Über seine derzeitige Situation sagt der Künstler selbst, dass er sich glücklich fühlt: Die Zahl der Auftritte steigt, ebenso wie sein Bekanntheitsgrad. Parallel dazu baut Nezlobin ein Transportunternehmen auf und plant, wieder in die Filmproduktion einzusteigen.
Alexandra Nezlobin kann man als einen Menschen mit einem seltenen kreativen Spektrum bezeichnen: Er bleibt Komiker, doch seine Welt beschränkt sich schon lange nicht mehr nur auf die Bühne. Er hat gelernt, sowohl Künstler als auch Manager seines eigenen Humors zu sein und ein Autor, der versteht, wie das moderne Publikum funktioniert.

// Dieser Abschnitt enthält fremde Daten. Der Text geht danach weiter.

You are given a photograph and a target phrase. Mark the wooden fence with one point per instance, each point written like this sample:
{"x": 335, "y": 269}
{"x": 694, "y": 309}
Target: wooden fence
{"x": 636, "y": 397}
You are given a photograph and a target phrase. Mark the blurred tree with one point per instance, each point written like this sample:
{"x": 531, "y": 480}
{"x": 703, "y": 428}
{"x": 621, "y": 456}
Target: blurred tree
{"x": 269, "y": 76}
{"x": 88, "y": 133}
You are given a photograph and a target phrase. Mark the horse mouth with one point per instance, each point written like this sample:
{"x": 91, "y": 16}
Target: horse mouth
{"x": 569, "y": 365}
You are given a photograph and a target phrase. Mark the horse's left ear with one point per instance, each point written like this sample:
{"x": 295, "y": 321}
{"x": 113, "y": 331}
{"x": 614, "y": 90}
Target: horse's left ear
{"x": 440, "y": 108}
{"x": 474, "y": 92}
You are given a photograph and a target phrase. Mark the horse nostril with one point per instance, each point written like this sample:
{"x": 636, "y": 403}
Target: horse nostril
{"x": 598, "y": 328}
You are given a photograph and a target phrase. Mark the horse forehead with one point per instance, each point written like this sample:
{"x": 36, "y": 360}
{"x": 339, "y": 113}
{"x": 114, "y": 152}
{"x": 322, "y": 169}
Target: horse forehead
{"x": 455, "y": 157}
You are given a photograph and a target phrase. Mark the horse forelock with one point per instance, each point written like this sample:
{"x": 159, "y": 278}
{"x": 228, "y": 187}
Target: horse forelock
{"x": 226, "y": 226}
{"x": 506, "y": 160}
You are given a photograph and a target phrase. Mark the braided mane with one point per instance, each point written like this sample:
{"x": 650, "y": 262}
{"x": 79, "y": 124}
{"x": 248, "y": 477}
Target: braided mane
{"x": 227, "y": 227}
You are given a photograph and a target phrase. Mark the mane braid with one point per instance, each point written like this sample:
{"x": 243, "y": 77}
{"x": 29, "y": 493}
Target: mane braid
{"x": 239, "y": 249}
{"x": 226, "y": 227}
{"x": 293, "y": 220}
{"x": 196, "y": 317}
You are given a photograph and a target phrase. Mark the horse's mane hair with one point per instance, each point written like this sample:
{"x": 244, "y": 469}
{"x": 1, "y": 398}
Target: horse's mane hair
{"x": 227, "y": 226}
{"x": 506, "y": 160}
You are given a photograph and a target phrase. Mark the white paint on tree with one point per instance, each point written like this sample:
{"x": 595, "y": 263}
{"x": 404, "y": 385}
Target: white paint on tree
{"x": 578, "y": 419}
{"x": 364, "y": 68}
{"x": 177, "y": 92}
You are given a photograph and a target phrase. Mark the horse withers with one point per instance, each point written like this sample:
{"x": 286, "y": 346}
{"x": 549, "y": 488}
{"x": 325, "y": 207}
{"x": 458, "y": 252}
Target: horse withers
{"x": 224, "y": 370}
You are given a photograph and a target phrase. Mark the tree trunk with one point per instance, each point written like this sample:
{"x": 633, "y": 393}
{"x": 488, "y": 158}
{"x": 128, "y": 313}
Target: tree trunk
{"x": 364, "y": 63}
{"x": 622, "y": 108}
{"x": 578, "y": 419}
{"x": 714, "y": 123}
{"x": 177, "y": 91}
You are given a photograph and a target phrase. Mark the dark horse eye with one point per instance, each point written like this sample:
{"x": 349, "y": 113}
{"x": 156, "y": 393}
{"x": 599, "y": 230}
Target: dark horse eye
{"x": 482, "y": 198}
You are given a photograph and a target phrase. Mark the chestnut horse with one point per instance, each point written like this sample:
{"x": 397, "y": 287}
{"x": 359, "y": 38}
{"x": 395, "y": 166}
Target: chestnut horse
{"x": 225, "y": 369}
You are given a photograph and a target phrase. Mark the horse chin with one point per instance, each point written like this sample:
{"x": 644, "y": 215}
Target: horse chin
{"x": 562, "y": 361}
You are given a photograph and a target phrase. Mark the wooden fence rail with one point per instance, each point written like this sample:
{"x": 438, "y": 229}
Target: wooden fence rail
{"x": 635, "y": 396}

Die ungewöhnlichen Interessen des Komikers
Abseits seines Bühnenimages entpuppt sich Alexander Nezlobin als Mensch mit einem äußerst überraschenden Interessenspektrum. Seine größte Leidenschaft außerhalb der Comedy ist die Musik. Schon seit seiner Schulzeit stand er hinter dem DJ-Pult, und auf dem Höhepunkt seiner Popularität im „Comedy Club“ heizte er parallel dazu unter dem Pseudonym DJ Nezlob in den Clubs ein.
Nicht weniger leidenschaftlich widmet sich der Komiker dem Autofahren. Dabei geht es ihm jedoch nicht um die Geschwindigkeit, sondern um den Prozess an sich. Er legt mühelos viele Kilometer pro Fahrt zurück und genießt lange Reisen.
Nach seinem Umzug in die USA überraschte Nezlobin seine Fans mit einer weiteren Facette seiner Persönlichkeit – er tauchte kopfüber in die pragmatische Welt der amerikanischen Logistik und des Güterverkehrs ein.
Der kreative Werdegang von Alexander Nezlobin ist eine Geschichte der ständigen Suche und der Überwindung gewohnter Grenzen. Vom Provinz-DJ und schillernden Teilnehmer bei „KVN“ hat er sich zu einem vielseitigen Medienschaffenden entwickelt. Als Komiker, Produzent, Regisseur und heute als Künstler, der die englischsprachige Bühne von Grund auf erobert, beweist er, dass wahres Talent nicht auf eine einzige Rolle oder geografische Grenzen beschränkt ist. Unabhängig davon, wo er auftritt und womit er sich beschäftigt, bewahrt Nezlobin das Wesentliche: Aufrichtigkeit, Ironie und den Mut, seinen eigenen Weg zu gehen.